EUA: ultraconservadores surpreendem nas primárias republicanas

Agência AFP

WASHINGTON - O movimento ultraconservador republicano americano "Tea Party" obteve uma vitória incontestável na terça-feira nas primárias para as eleições legislativas de novembro, depois que uma novata derrotou a ala moderada no estado de Delaware.

Resultados extraoficiais de todos os distritos revelaram que Christine O'Donnell venceu o republicano moderado Mike Castle por 53,1% a 46,9% na primária republicana do pequeno estado de Delaware, onde será disputada em novembro a cadeira no Senado, que era do atual vice-presidente americano, o democrata Joe Biden.

"Os eleitores da primária republicana falaram e eu respeito esta decisão", disse Castle ao reconhecer a derrota em um discurso no qual não manifestou apoio a O'Donnell.

A vencedora, que superou acusações de crimes financeiros no passado, aproveitou o mal-estar em relação aos políticos estabelecidos e o apoio da candidata republicana à vice-presidência em 2008 e principal figura do "Tea Party", Sarah Palin, para obter um surpreendente triunfo.

O'Donnell iniciou o discurso de agradecimento de forma similar a Castle. "O povo de Delaware falou: não mais política como a de antes".

Apesar da vitória do "Tea Party", o resultado pode significar um alívio para os democratas, já que pesquisas recentes indicavam que Castle venceria com tranquilidade o candidato Chris Coons.

Mesmo os republicanos não acreditam que O'Donnell tenha chances de derrotar Coons em novembro, como afirmou esta semana o presidente do Partido Republicano de Delaware, Tom Ross, ao jornal Washington Post.

Os republicanos esperavam que Castle, representante do estado durante 20 anos, conquistasse a vaga de Biden depois que o filho do vice-presidente, Beau, desistiu da candidatura pelo lado democrata.

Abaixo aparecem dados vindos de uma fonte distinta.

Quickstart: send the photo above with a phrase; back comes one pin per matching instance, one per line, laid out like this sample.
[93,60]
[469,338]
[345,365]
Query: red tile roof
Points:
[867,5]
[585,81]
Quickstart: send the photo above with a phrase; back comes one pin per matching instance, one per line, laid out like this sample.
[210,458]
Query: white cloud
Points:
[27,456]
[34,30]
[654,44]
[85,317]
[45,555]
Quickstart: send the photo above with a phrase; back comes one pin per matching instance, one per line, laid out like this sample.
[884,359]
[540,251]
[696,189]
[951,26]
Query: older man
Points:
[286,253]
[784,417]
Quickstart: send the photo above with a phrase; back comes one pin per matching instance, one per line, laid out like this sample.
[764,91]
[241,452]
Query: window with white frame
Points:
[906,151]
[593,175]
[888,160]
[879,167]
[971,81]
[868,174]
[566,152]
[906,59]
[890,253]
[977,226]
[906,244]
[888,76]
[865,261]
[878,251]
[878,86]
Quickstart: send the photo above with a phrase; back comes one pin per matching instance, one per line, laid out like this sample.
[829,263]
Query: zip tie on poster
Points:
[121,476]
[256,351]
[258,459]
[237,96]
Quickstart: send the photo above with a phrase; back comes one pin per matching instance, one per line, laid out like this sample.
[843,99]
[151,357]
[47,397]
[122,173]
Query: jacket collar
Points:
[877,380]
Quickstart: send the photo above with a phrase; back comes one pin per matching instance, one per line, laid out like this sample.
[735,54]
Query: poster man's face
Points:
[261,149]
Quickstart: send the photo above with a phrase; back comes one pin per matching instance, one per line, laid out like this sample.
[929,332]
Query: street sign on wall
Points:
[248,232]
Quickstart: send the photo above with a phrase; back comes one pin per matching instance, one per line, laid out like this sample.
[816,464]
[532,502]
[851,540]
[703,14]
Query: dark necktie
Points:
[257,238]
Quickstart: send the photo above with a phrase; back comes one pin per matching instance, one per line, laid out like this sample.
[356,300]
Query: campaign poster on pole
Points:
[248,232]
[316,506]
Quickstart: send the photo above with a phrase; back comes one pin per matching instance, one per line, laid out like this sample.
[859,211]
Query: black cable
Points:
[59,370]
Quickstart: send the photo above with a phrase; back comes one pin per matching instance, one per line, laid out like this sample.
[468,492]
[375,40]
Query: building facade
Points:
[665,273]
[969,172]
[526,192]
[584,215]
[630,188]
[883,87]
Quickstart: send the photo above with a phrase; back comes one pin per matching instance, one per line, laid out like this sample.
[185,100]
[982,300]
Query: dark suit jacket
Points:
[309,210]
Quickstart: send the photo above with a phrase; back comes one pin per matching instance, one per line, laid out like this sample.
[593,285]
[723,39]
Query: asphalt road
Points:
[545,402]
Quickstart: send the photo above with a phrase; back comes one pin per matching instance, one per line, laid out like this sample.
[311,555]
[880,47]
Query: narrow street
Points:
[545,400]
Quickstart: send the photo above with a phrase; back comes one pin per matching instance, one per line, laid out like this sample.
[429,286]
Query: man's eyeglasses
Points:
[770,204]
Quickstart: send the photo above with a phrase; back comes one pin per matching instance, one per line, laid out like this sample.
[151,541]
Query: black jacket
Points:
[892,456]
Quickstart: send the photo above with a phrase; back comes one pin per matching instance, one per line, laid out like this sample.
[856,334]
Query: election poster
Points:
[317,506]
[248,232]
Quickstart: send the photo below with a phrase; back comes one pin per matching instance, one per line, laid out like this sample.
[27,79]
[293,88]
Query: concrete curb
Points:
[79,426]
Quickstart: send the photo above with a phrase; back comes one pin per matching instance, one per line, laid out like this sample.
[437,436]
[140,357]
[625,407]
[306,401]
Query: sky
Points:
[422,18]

Ao mesmo tempo, em New Hampshire, Ovide Lamontagne, também ligado ao "Tea Party", superou a ex-procuradora-geral do estado Kelly Ayotte na disputa pela candidatura republicana ao Senado.

As primárias de terça-feira aconteceram duas semanas depois que outro novato do "Tea Party", Joe Miller, desbancou a senadora Lisa Murkowski na disputa republicana pela candidatura ao Senado do estado do Alasca.

Os democratas esperam que os triunfos da ala ultraconservadora republicana, com candidatos com tendência para a polêmica, ajudem a reduzir o impacto do que muitos acreditam que será uma derrota considerável nas legislativas de 2 de novembro.

A cadeira no Senado que era ocupada pela atual secretária de Estado, Hillary Clinton, por Nova York, estaria a salvo, enquanto persistem dúvidas sobre o posto por Illinois, que pertencia ao presidente Barack Obama.

Em novembro estão em disputa todas as cadeiras da Câmara de Representantes (435) e pouco mais de um terço do Senado, 37 de 100.

Diversos analistas acreditam que os republicanos conseguirão obter as 39 cadeiras adicionais que precisam para controlar a Câmara de Representantes, mas que não alcançarão a maioria no Senado.